Sie können ja gerne noch mal reden, ich mache jetzt nur die Ausführung.

(Zuruf von Dr. Hikmat Al-Sabty, DIE LINKE)

Wissen Sie, ich bin als Innenminister zuständig für Recht und Gesetz in Mecklenburg-Vorpommern und das habe ich umzusetzen. Da können Sie nicht mit irgendwelchen nicht gesetzlichen Regelungen ankommen. Wir als Große Koalition in Berlin bringen mit dem neuen Gesetz eine wesentliche Verbesserung auf den Weg. Ich habe Ihnen noch mal ausdrücklich ausgeführt, dass wir auch dem EU-Recht unterliegen, und im EU-Recht gibt es nach der geltenden Verordnung Rückführungsrichtlinien, die für alle gelten. Die gelten auch für Deutschland. Und wenn sie für Deutschland gelten, gelten sie auch für Mecklenburg-Vorpommern.

(Beifall vonseiten der Fraktion der CDU – Silke Gajek, BÜNDNIS 90/DIE GRÜNEN: Sie haben doch gar kein Interesse, das zu verändern.)

Da können Sie nicht kommen und sagen, hier in Mecklenburg-Vorpommern machen wir eine andere Regelung oder ich kann das nicht verstehen.

(Zuruf von Silke Gajek, BÜNDNIS 90/DIE GRÜNEN)

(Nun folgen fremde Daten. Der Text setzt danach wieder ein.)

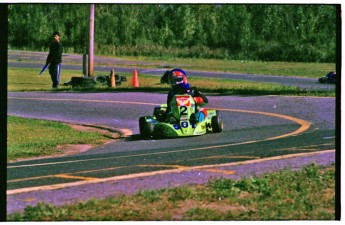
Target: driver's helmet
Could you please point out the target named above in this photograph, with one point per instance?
(178, 78)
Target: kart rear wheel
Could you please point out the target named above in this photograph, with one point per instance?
(146, 128)
(216, 124)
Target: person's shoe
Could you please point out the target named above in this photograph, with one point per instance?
(192, 119)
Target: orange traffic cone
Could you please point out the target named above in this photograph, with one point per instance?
(135, 81)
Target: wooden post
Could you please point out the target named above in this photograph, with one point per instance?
(91, 40)
(85, 65)
(112, 78)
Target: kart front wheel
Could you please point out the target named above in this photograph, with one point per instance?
(146, 128)
(216, 124)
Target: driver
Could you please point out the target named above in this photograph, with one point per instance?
(177, 79)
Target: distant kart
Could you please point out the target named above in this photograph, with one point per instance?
(329, 78)
(181, 121)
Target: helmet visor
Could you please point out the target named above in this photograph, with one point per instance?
(174, 80)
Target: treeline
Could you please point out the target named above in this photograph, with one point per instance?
(304, 33)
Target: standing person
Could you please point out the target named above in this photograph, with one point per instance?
(54, 59)
(177, 79)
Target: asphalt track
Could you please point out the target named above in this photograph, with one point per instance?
(105, 64)
(261, 133)
(256, 128)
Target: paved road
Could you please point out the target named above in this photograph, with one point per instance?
(105, 64)
(256, 128)
(262, 133)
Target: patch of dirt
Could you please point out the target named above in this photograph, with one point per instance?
(73, 149)
(78, 148)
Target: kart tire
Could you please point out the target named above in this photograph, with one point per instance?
(322, 80)
(216, 124)
(146, 128)
(103, 80)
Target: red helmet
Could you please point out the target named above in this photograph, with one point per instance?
(178, 77)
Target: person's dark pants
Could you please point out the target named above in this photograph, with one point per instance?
(54, 71)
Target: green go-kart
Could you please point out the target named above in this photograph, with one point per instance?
(180, 121)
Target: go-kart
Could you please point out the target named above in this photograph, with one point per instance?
(328, 78)
(180, 121)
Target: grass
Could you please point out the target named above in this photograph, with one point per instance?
(306, 194)
(32, 138)
(27, 80)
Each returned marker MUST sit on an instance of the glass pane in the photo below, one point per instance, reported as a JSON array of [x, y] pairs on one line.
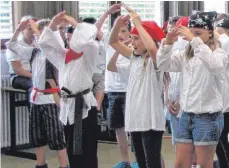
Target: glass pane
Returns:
[[147, 10], [94, 9], [218, 6]]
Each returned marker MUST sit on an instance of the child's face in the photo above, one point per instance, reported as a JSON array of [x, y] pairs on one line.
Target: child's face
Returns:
[[170, 27], [204, 34], [138, 45], [124, 34], [221, 30], [28, 32], [62, 30], [100, 35]]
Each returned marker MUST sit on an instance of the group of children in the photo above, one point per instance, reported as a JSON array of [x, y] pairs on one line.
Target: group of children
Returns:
[[144, 70]]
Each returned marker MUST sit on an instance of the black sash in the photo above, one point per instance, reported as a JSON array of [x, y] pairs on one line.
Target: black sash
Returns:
[[79, 106]]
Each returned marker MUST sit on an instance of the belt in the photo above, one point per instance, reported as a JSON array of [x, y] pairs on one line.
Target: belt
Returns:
[[79, 106], [50, 90]]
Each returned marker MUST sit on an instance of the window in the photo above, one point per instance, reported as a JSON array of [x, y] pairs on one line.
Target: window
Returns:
[[6, 24], [94, 9], [218, 6], [147, 10]]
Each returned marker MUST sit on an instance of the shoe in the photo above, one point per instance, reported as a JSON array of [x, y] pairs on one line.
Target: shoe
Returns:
[[216, 164], [122, 165], [134, 165]]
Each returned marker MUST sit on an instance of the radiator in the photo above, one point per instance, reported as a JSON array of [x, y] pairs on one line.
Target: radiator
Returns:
[[22, 118]]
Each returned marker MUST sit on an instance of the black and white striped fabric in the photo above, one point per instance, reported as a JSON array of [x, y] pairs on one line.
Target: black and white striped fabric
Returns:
[[45, 127], [204, 20]]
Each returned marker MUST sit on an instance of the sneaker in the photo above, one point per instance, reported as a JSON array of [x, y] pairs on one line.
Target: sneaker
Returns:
[[215, 164], [134, 165], [122, 165]]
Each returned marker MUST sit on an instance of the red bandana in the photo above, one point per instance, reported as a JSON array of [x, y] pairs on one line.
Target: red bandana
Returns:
[[153, 29], [183, 21], [72, 55]]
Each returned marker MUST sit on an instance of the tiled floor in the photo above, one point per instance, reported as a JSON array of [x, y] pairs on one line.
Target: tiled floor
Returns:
[[108, 156]]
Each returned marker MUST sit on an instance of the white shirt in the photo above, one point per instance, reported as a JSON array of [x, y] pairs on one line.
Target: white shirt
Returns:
[[174, 85], [116, 81], [38, 71], [199, 90], [144, 107], [77, 74], [24, 58], [224, 40]]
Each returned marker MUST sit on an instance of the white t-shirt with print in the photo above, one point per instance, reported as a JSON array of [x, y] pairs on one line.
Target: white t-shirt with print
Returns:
[[144, 107]]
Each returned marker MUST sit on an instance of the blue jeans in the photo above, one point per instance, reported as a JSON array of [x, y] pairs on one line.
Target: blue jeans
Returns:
[[116, 109], [200, 129], [174, 122]]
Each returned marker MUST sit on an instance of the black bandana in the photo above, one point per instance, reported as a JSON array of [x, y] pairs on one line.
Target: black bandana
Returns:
[[204, 20], [224, 23], [70, 29]]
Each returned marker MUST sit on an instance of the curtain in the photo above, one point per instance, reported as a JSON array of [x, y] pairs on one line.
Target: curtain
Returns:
[[168, 9], [48, 9], [185, 7], [227, 7]]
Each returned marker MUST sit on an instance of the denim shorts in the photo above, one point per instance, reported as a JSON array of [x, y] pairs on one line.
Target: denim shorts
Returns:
[[174, 122], [200, 129], [116, 109]]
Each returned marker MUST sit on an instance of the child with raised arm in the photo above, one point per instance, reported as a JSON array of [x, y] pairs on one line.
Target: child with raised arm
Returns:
[[200, 64], [44, 124], [144, 116], [76, 66]]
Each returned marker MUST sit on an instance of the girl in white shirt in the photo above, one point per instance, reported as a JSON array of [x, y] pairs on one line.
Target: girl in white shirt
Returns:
[[144, 116], [201, 64], [222, 150]]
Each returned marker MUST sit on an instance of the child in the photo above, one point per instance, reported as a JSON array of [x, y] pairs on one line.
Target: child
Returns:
[[222, 150], [144, 117], [19, 65], [200, 65], [44, 112], [116, 84], [76, 67]]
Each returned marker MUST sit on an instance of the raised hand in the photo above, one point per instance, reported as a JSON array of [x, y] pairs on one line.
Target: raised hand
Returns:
[[57, 20], [22, 25], [171, 36], [70, 20], [186, 33], [33, 25], [114, 8], [122, 20], [132, 13]]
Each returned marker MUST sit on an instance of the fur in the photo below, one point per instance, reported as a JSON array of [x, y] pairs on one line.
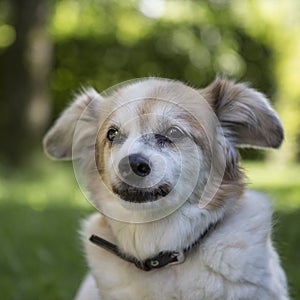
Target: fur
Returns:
[[200, 167]]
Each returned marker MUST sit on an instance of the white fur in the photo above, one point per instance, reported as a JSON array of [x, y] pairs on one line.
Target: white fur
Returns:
[[236, 260]]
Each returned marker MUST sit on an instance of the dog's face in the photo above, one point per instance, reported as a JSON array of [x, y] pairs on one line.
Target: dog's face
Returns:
[[147, 149], [156, 144]]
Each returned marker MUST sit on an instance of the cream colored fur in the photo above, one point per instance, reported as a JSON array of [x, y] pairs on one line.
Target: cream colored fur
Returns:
[[234, 261]]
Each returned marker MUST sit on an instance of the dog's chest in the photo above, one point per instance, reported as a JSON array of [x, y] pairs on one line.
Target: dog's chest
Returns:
[[191, 280]]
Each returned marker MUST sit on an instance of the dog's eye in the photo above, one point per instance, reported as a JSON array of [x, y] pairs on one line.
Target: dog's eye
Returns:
[[112, 133], [174, 133]]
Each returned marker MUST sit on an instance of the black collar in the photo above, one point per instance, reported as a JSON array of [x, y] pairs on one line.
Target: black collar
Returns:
[[160, 260]]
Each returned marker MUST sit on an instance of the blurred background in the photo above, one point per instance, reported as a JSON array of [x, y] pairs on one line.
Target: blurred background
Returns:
[[50, 49]]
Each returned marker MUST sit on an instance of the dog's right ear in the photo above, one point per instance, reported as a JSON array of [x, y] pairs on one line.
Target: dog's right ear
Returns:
[[58, 140]]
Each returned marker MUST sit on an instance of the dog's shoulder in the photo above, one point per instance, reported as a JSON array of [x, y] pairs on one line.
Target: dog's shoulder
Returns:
[[241, 247]]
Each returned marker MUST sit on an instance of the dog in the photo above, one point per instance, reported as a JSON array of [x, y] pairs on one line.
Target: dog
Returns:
[[159, 160]]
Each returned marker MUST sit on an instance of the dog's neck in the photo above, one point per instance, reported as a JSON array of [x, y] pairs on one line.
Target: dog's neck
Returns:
[[173, 232]]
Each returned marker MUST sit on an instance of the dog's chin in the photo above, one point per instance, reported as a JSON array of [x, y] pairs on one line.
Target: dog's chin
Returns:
[[141, 195]]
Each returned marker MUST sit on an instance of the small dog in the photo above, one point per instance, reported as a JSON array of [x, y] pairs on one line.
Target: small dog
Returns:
[[159, 160]]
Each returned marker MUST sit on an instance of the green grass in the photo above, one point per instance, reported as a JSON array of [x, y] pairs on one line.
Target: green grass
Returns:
[[41, 208]]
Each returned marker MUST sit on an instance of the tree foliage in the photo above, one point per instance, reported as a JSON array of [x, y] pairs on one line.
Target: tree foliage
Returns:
[[105, 42]]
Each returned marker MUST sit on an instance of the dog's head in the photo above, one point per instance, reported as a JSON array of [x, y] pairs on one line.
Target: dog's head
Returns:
[[155, 144]]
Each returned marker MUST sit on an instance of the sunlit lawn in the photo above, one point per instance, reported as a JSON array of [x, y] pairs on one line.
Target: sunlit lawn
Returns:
[[41, 208]]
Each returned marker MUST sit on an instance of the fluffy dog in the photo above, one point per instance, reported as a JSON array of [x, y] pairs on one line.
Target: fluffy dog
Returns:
[[159, 160]]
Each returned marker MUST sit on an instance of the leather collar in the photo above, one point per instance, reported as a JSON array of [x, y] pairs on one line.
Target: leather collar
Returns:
[[160, 260]]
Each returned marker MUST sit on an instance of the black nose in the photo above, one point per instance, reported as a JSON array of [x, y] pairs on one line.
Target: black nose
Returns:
[[136, 163]]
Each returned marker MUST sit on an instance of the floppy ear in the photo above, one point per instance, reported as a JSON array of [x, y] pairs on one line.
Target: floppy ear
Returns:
[[245, 115], [59, 139]]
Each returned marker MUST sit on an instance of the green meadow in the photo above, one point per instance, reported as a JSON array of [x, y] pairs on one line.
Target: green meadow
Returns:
[[41, 207]]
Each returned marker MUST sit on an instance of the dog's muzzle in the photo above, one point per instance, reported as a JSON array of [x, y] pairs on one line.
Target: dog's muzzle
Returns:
[[134, 186], [134, 164]]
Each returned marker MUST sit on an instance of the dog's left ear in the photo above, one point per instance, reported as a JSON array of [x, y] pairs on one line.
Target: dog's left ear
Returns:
[[82, 114], [245, 115]]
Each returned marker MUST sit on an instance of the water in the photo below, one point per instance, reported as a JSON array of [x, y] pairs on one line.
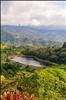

Noch mal: Wir haben hier geltendes Recht umzusetzen, das Recht in Deutschland gilt für alle und das machen wir gemeinsam. Das hat nichts – und da kann ich mich nur anschließen – mit dem zu tun, was wir gestern in der Aktuellen Stunde besprochen haben. Natürlich unterstützen wir alle, die hierher als Flüchtlinge kommen.

(Der Abgeordnete Peter Ritter bittet um das Wort für eine Anfrage.)

Natürlich unterstützen wir auch die dementsprechende Willkommenskultur, das ist vollkommen außer Frage. Aber wir haben nichtsdestotrotz auch geltendes Recht umzusetzen. Das tue ich und ich beantworte keine Anfragen. – Danke.